Trying to use sed to remove the value of one field from another field

bribri87 · December 22, 2010, 7:30pm

I'm trying to use sed to remove the value of one field from another field. For example:

cat inputfile
123|ABC|Generic_Textjoe@yahoo.com|joe@yahoo.com|DEF
456|GHI|Other_recordjohn@msn.com|john@msn.com|JKL
789|MNO|No_Email_On_This_One|smith@gmail.com|PQR

I would like to remove the email address that is in the 4th field, from the text that is in the 3rd field, if it exists there (in the 3rd record there is nothing to remove).

The goal is for the output file to look like this:

123|ABC|Generic_Text|joe@yahoo.com|DEF
456|GHI|Other_record|john@msn.com|JKL
789|MNO|No_Email_On_This_One|smith@gmail.com|PQR

I thought a sed command like the following would do the trick:

sed 's/\([^|]*|[^|]*|\)\([^|]*\\3|\)\([^|]*\)\(.*\) /\1\2\3\4/g' inputfile

but it's not removing anything from the 3rd field.

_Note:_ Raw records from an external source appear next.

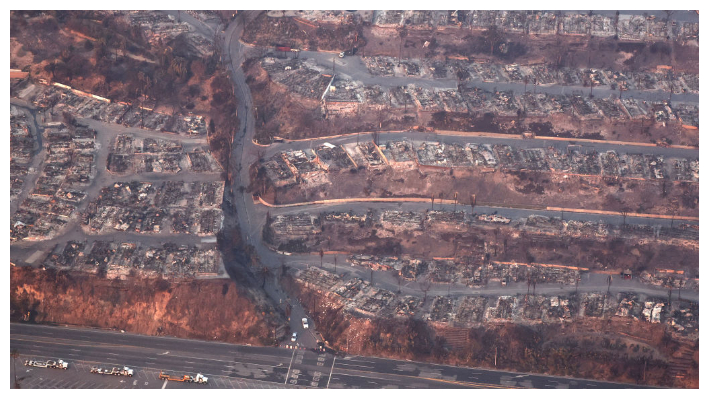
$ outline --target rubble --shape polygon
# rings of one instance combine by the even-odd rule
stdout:
[[[87,245],[69,241],[51,251],[42,264],[91,273],[103,270],[110,279],[132,273],[166,278],[216,276],[224,270],[216,247],[204,244],[144,246],[139,242],[94,241]]]
[[[188,233],[213,236],[223,220],[219,208],[224,182],[168,181],[157,185],[137,181],[115,183],[101,190],[82,215],[87,233]]]
[[[122,102],[111,102],[91,93],[82,92],[69,86],[33,84],[21,96],[41,109],[61,115],[69,112],[80,118],[91,118],[107,123],[122,124],[156,131],[171,132],[187,136],[207,134],[207,122],[197,115],[167,115],[149,108]]]
[[[47,158],[29,197],[11,217],[11,242],[50,239],[76,216],[74,211],[85,197],[81,188],[96,174],[95,134],[86,127],[69,129],[62,123],[45,128]]]

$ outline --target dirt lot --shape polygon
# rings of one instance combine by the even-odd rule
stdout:
[[[283,320],[259,303],[266,303],[262,293],[230,280],[106,280],[54,269],[10,270],[11,320],[29,312],[37,323],[270,345],[264,337]]]
[[[329,344],[352,354],[634,384],[699,387],[698,342],[679,341],[666,334],[661,325],[597,318],[532,327],[489,324],[456,329],[463,333],[463,343],[450,350],[446,348],[445,332],[424,321],[360,319],[343,312],[342,304],[332,296],[325,298],[325,293],[299,285],[290,276],[284,280],[290,280],[284,287],[298,296]],[[631,350],[639,347],[650,348],[653,356],[649,358],[645,350]],[[676,379],[671,367],[675,357],[680,356],[680,349],[693,356],[684,379]]]
[[[445,169],[436,172],[419,170],[357,170],[328,173],[330,183],[304,188],[302,185],[266,191],[264,198],[278,204],[319,199],[356,197],[423,197],[453,199],[469,203],[475,194],[478,204],[555,206],[601,209],[638,213],[673,213],[699,216],[699,190],[695,183],[667,183],[662,194],[661,182],[621,179],[604,182],[601,177],[581,177],[551,173],[486,173],[476,169]]]

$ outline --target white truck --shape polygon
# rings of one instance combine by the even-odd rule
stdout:
[[[36,360],[25,360],[25,366],[66,370],[69,367],[69,363],[61,359],[57,360],[56,362],[54,360],[47,360],[46,362],[38,362]]]
[[[91,372],[102,375],[122,375],[125,377],[133,377],[133,369],[128,366],[123,366],[122,368],[114,367],[112,369],[109,369],[108,367],[101,368],[98,366],[93,366],[91,367]]]
[[[176,381],[176,382],[189,382],[189,383],[196,382],[197,384],[206,384],[207,381],[209,381],[209,378],[205,377],[204,374],[202,374],[202,373],[197,373],[196,376],[192,377],[191,375],[174,376],[174,375],[165,374],[161,371],[158,378],[161,380]]]

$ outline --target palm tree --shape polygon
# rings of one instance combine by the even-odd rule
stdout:
[[[15,369],[15,360],[20,357],[20,351],[18,351],[16,348],[10,349],[10,357],[12,358],[12,374],[15,377],[15,389],[18,389],[20,386],[17,384],[17,370]]]

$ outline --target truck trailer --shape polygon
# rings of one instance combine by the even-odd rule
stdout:
[[[101,368],[98,366],[93,366],[91,367],[91,372],[102,375],[122,375],[125,377],[133,377],[133,369],[129,368],[128,366],[123,366],[122,368],[114,367],[112,369],[109,369],[107,367]]]
[[[57,360],[56,362],[54,360],[47,360],[46,362],[38,362],[36,360],[25,360],[25,366],[66,370],[69,367],[69,363],[61,359]]]
[[[174,375],[169,375],[165,374],[162,371],[160,371],[160,375],[158,376],[161,380],[167,380],[167,381],[175,381],[175,382],[196,382],[197,384],[206,384],[209,378],[205,377],[201,373],[197,373],[196,376],[192,377],[190,375],[183,375],[183,376],[174,376]]]

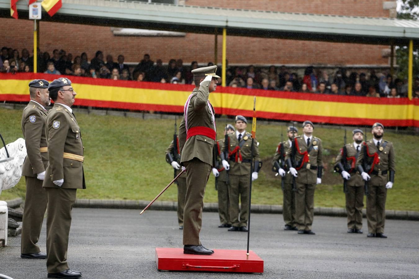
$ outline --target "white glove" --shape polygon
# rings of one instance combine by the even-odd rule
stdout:
[[[202,83],[203,83],[205,82],[208,82],[208,81],[210,82],[211,79],[212,79],[212,76],[211,75],[207,76],[206,77],[205,77],[205,78],[204,79],[204,80],[203,80],[202,82],[201,82],[201,83],[199,84],[199,85],[202,85]]]
[[[61,187],[61,186],[62,185],[62,184],[64,183],[64,179],[62,178],[61,179],[58,180],[55,180],[53,181],[52,183],[59,187]]]
[[[361,174],[361,176],[362,177],[362,179],[365,181],[368,181],[371,179],[371,177],[370,176],[370,175],[365,171],[362,171],[362,173]]]
[[[258,173],[253,171],[252,173],[252,181],[256,180],[258,179]]]
[[[172,161],[170,164],[172,165],[172,166],[175,169],[179,169],[181,168],[181,165],[178,164],[178,162],[176,161]]]
[[[222,166],[224,167],[224,169],[225,169],[226,170],[228,171],[230,169],[230,165],[228,164],[228,162],[225,160],[223,160],[222,163]]]
[[[45,178],[45,171],[44,171],[42,172],[40,172],[36,176],[36,178],[39,179],[40,180],[43,180]]]
[[[349,180],[351,178],[351,175],[346,171],[342,171],[342,173],[341,174],[342,175],[342,177],[347,180]]]
[[[297,170],[292,167],[290,168],[290,173],[294,176],[294,177],[296,177],[298,176],[298,173],[297,172]]]

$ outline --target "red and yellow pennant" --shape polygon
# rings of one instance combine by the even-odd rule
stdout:
[[[0,101],[29,100],[28,84],[35,79],[51,81],[45,74],[0,74]],[[194,86],[68,76],[77,93],[76,105],[132,110],[181,113]],[[419,127],[419,99],[390,99],[217,87],[210,100],[217,114],[259,119],[339,125]],[[253,101],[255,110],[249,104]],[[253,121],[256,123],[256,121]],[[256,128],[256,127],[255,127]],[[252,127],[252,131],[253,130]],[[256,129],[254,129],[256,133]]]
[[[62,6],[61,0],[44,0],[41,3],[50,16],[52,16]]]

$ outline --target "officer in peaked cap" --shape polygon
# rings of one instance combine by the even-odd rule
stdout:
[[[34,79],[29,83],[31,100],[22,115],[22,131],[27,155],[22,168],[26,181],[26,198],[23,210],[21,242],[21,257],[46,259],[36,245],[47,209],[47,194],[42,181],[48,162],[45,122],[48,113],[45,107],[51,103],[48,82]]]
[[[346,144],[344,147],[345,150],[342,148],[338,154],[335,161],[334,169],[347,181],[347,189],[345,192],[348,215],[347,231],[349,233],[362,233],[364,181],[357,171],[355,164],[362,146],[364,133],[362,130],[355,129],[352,131],[352,134],[354,141]],[[346,164],[343,164],[341,159],[344,151],[346,153],[347,159],[344,161]]]
[[[298,133],[298,129],[295,126],[290,126],[287,128],[288,138],[278,144],[272,160],[272,170],[277,172],[282,177],[282,217],[285,223],[284,227],[285,230],[297,230],[298,229],[297,227],[295,215],[295,192],[292,191],[292,177],[288,171],[289,166],[285,162],[287,150],[291,148],[292,141],[297,136]]]
[[[385,200],[387,189],[391,189],[394,182],[396,155],[393,143],[383,138],[382,124],[374,123],[371,133],[373,137],[362,145],[357,164],[362,179],[368,182],[367,236],[385,238]],[[367,169],[364,169],[364,166]]]
[[[208,100],[217,88],[217,66],[192,70],[195,88],[185,104],[179,127],[179,163],[186,168],[186,190],[184,210],[184,253],[210,255],[214,251],[201,245],[204,193],[215,165],[215,112]]]
[[[48,200],[47,268],[48,278],[78,278],[81,272],[70,269],[67,263],[71,209],[78,189],[85,189],[83,143],[80,127],[71,106],[77,94],[71,81],[54,79],[48,86],[54,101],[47,118],[49,163],[43,187]]]

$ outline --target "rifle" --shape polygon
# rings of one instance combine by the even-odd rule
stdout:
[[[175,133],[173,134],[173,148],[172,148],[172,156],[173,158],[173,160],[176,161],[178,163],[179,162],[179,159],[180,158],[181,154],[179,154],[179,140],[178,138],[178,135],[176,134],[176,132],[177,131],[177,125],[176,125],[176,120],[177,118],[176,115],[175,115]],[[173,169],[173,177],[174,178],[176,177],[176,169]],[[175,183],[176,184],[178,185],[179,183],[177,180],[175,182]]]

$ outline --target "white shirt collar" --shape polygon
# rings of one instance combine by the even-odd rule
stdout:
[[[379,142],[380,144],[381,144],[381,141],[383,141],[383,139],[381,138],[379,141],[378,141],[373,138],[372,140],[374,141],[374,144],[375,144],[375,145],[377,145],[377,143],[378,142]]]
[[[244,136],[244,134],[246,133],[246,131],[243,131],[241,133],[239,133],[238,131],[236,130],[236,138],[237,138],[237,139],[238,139],[238,135],[240,134],[240,135],[241,135],[241,138],[243,138],[243,136]]]
[[[310,142],[311,142],[311,139],[313,138],[313,136],[312,135],[311,136],[310,136],[310,137],[308,137],[307,136],[306,136],[305,134],[303,134],[303,135],[304,136],[304,141],[305,141],[306,143],[307,143],[307,139],[308,138],[310,138]]]
[[[36,102],[36,101],[34,101],[34,100],[31,100],[31,101],[32,102],[36,102],[36,103],[37,104],[38,104],[38,105],[40,105],[40,106],[41,106],[41,108],[43,108],[43,109],[44,109],[44,110],[45,110],[45,108],[44,107],[44,106],[43,106],[43,105],[41,105],[41,104],[40,104],[38,102]]]
[[[64,108],[66,108],[67,110],[68,110],[68,111],[70,112],[70,113],[72,113],[73,110],[72,110],[71,108],[70,108],[70,107],[69,107],[67,105],[64,105],[64,104],[62,104],[61,103],[59,103],[59,102],[57,102],[57,103],[56,103],[58,104],[58,105],[61,105],[63,106]]]

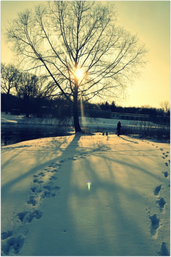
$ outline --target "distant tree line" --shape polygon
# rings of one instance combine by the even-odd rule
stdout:
[[[53,117],[65,118],[72,115],[72,103],[63,97],[54,94],[53,83],[47,76],[37,76],[29,72],[22,72],[13,65],[1,64],[1,111],[8,114],[12,109],[19,109],[22,114],[29,117],[31,114],[36,114],[42,106],[53,108]],[[170,116],[168,101],[160,103],[161,108],[149,105],[141,107],[122,107],[114,101],[111,103],[95,104],[79,100],[79,113],[81,116],[84,109],[85,114],[89,110],[111,111],[113,113],[141,114],[150,116]],[[92,112],[91,112],[92,113]]]

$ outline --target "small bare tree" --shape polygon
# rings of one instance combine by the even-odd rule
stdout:
[[[117,16],[111,3],[49,1],[18,13],[7,29],[25,68],[46,70],[55,95],[72,103],[75,132],[79,102],[116,97],[146,63],[145,45],[117,26]]]
[[[168,101],[164,101],[160,103],[160,106],[163,110],[164,113],[166,115],[168,111],[170,111],[170,106]]]
[[[15,93],[20,80],[20,74],[13,64],[6,65],[5,63],[1,63],[1,74],[2,92],[6,95],[5,113],[8,114],[10,94],[11,91]]]

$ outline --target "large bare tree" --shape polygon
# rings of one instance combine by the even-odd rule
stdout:
[[[7,28],[25,69],[46,70],[55,95],[72,103],[75,132],[79,102],[116,97],[146,62],[145,45],[117,16],[111,3],[49,1],[18,13]]]

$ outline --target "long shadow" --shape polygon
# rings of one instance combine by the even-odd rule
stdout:
[[[60,149],[61,154],[45,162],[41,169],[44,171],[49,164],[60,162],[60,194],[51,197],[50,202],[48,198],[45,199],[44,213],[40,220],[42,227],[37,231],[31,231],[32,234],[30,231],[29,242],[32,247],[25,255],[138,255],[139,251],[149,244],[148,238],[144,236],[137,213],[130,209],[134,208],[138,211],[138,202],[143,197],[131,185],[125,187],[122,180],[119,183],[119,172],[115,172],[116,168],[109,164],[113,160],[113,155],[108,154],[101,158],[106,150],[104,148],[103,151],[103,145],[98,142],[97,149],[92,149],[91,137],[88,138],[89,146],[85,147],[81,142],[82,136],[81,134],[76,135],[69,143],[66,138],[66,147],[64,145],[65,140],[63,144],[57,143],[57,140],[52,142],[51,146],[54,145],[55,151]],[[37,163],[41,163],[43,158],[38,155]],[[128,164],[126,159],[121,161],[116,158],[115,162],[125,167]],[[136,163],[132,163],[132,167],[136,168]],[[148,171],[141,169],[151,176]],[[38,170],[40,172],[40,166]],[[5,189],[9,190],[14,183],[22,183],[22,179],[36,174],[36,171],[35,168],[30,169],[25,177],[16,178],[6,185]],[[90,190],[86,184],[88,180],[92,181]],[[113,203],[110,201],[111,195]],[[51,204],[53,212],[50,212]],[[139,250],[137,237],[141,238]],[[130,248],[127,248],[129,244],[132,244],[131,252],[129,252]],[[25,245],[26,253],[24,247]],[[145,255],[148,255],[146,253]]]

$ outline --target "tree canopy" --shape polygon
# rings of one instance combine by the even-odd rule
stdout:
[[[49,1],[19,13],[7,41],[25,70],[46,72],[54,95],[72,104],[117,97],[139,74],[147,52],[137,35],[120,27],[112,3]]]

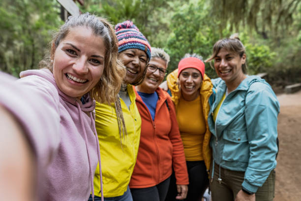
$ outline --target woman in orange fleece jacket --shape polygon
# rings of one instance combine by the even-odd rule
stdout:
[[[158,87],[167,73],[169,56],[151,48],[143,82],[136,87],[136,104],[142,119],[140,144],[129,183],[134,201],[164,201],[173,168],[178,195],[186,198],[188,173],[175,106],[167,92]]]

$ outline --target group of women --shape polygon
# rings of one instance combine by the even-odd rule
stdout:
[[[22,153],[39,176],[25,163],[22,181],[39,200],[198,201],[209,185],[213,201],[272,200],[279,103],[246,75],[238,38],[216,42],[206,61],[219,78],[185,55],[162,85],[171,97],[159,87],[169,55],[131,21],[114,31],[89,13],[71,16],[51,44],[42,69],[2,81],[18,92],[13,101],[0,91],[0,111],[23,134],[14,137],[30,145]]]

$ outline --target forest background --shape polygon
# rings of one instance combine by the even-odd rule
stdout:
[[[268,73],[274,89],[301,82],[301,0],[85,0],[82,12],[131,20],[151,46],[171,56],[170,72],[185,53],[208,58],[214,43],[238,33],[249,74]],[[18,77],[38,68],[63,23],[56,0],[1,0],[0,70]],[[210,64],[206,73],[216,77]]]

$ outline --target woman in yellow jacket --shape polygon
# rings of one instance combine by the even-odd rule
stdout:
[[[117,24],[115,31],[118,59],[123,63],[126,73],[117,102],[96,103],[95,126],[102,163],[102,181],[96,170],[94,200],[101,199],[99,184],[103,182],[104,201],[132,201],[128,184],[137,159],[141,128],[133,87],[141,83],[145,77],[151,57],[150,46],[131,21]],[[92,200],[90,197],[89,201]]]
[[[167,78],[176,107],[188,171],[189,184],[185,201],[201,201],[209,183],[211,133],[207,119],[212,85],[205,74],[202,59],[196,54],[186,54],[178,69]],[[176,191],[175,186],[170,187],[167,201],[175,200]]]

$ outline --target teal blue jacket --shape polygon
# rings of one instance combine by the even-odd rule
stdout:
[[[226,97],[214,122],[213,112],[226,86],[220,78],[212,83],[215,93],[208,123],[213,160],[224,168],[244,171],[242,187],[255,193],[277,164],[279,102],[264,79],[247,76]]]

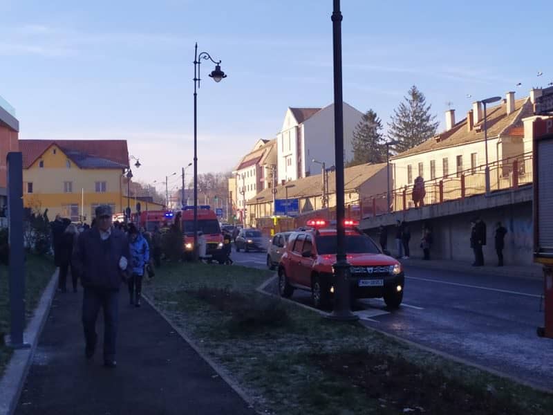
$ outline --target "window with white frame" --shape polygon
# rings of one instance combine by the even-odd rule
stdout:
[[[95,187],[96,193],[105,193],[107,191],[107,183],[106,182],[96,182]]]

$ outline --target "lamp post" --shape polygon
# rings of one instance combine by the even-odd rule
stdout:
[[[386,145],[386,178],[387,178],[387,183],[388,185],[386,187],[387,189],[387,194],[388,194],[388,212],[390,212],[391,205],[390,205],[390,146],[391,145],[395,145],[397,144],[397,141],[392,140],[391,141],[388,141],[384,143]]]
[[[169,179],[169,176],[175,176],[177,172],[175,172],[172,174],[165,176],[165,208],[167,209],[169,209],[169,189],[167,188],[167,180]]]
[[[329,318],[352,321],[359,317],[351,312],[350,305],[350,264],[346,257],[346,209],[344,194],[344,99],[341,80],[341,20],[340,0],[334,0],[332,11],[332,45],[334,55],[334,133],[336,157],[336,264],[332,265],[336,282],[334,310]]]
[[[198,92],[200,89],[200,64],[202,59],[209,59],[215,64],[215,69],[209,74],[216,82],[220,82],[223,78],[227,77],[221,70],[221,61],[214,61],[207,52],[202,52],[198,55],[198,44],[194,46],[194,261],[198,260]]]
[[[125,210],[125,223],[128,223],[130,219],[131,219],[131,179],[133,178],[133,171],[131,169],[131,159],[135,160],[136,163],[134,163],[135,167],[138,169],[141,165],[140,161],[135,157],[134,156],[129,156],[129,166],[126,167],[125,170],[123,171],[123,174],[124,174],[125,172],[126,174],[126,210]]]
[[[284,205],[284,212],[285,213],[285,216],[288,217],[288,189],[291,189],[292,187],[295,187],[296,185],[286,185],[284,186],[284,189],[286,191],[286,204]]]
[[[322,202],[323,202],[323,208],[326,208],[326,166],[324,161],[319,161],[318,160],[315,160],[313,158],[312,160],[313,163],[316,163],[317,164],[320,164],[322,166],[322,173],[321,175],[323,176],[323,197],[322,197]]]
[[[186,202],[185,201],[185,173],[186,173],[186,169],[191,165],[192,163],[189,163],[187,167],[182,167],[182,193],[180,195],[180,208],[182,210],[184,210],[185,206],[186,205]]]
[[[487,117],[486,115],[486,105],[496,102],[501,99],[501,97],[491,97],[482,100],[482,103],[484,104],[484,145],[486,147],[486,167],[484,170],[484,176],[486,185],[486,194],[489,194],[489,166],[488,166],[488,126],[487,126]]]

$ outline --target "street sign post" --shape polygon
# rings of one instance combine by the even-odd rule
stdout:
[[[276,216],[298,216],[299,214],[299,199],[275,199],[274,214]]]

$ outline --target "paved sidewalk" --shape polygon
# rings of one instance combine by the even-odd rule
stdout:
[[[57,293],[16,414],[255,414],[146,302],[122,286],[118,367],[102,366],[103,317],[96,354],[84,357],[82,290]]]
[[[424,261],[417,258],[400,259],[400,261],[408,269],[410,267],[428,268],[434,270],[452,270],[468,274],[487,274],[498,277],[525,278],[529,279],[542,279],[543,277],[542,267],[538,264],[527,266],[506,265],[496,266],[495,263],[484,266],[472,266],[468,262],[460,261],[449,261],[447,259],[431,259]]]

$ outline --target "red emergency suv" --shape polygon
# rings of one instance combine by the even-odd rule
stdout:
[[[358,224],[346,221],[351,298],[384,297],[386,306],[397,308],[403,299],[405,277],[402,265],[382,253],[370,237],[357,228]],[[279,290],[287,298],[296,288],[310,290],[315,306],[321,308],[328,305],[334,294],[337,231],[326,221],[309,221],[308,227],[293,232],[288,239],[279,264]]]

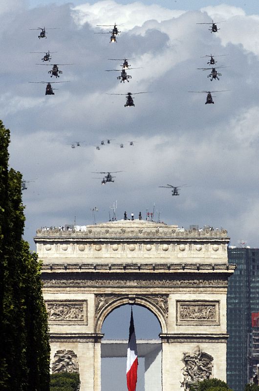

Any ideas how to accomplish this task?
Thanks!

michaelrozar17 · December 23, 2010, 12:57am

you could simply go for a awk solution..Guess it's quite complex with sed to this kind of texts(anyway let's try )

awk -F"|" '{sub($4,"",$3); OFS=FS}1' inputfile > outfile

anurag.singh · December 23, 2010, 5:14am

sed 's/\(.*\)\(.*\)|\(\2|.*\)/\1|\3/' inputFile

Above awk looks simpler though.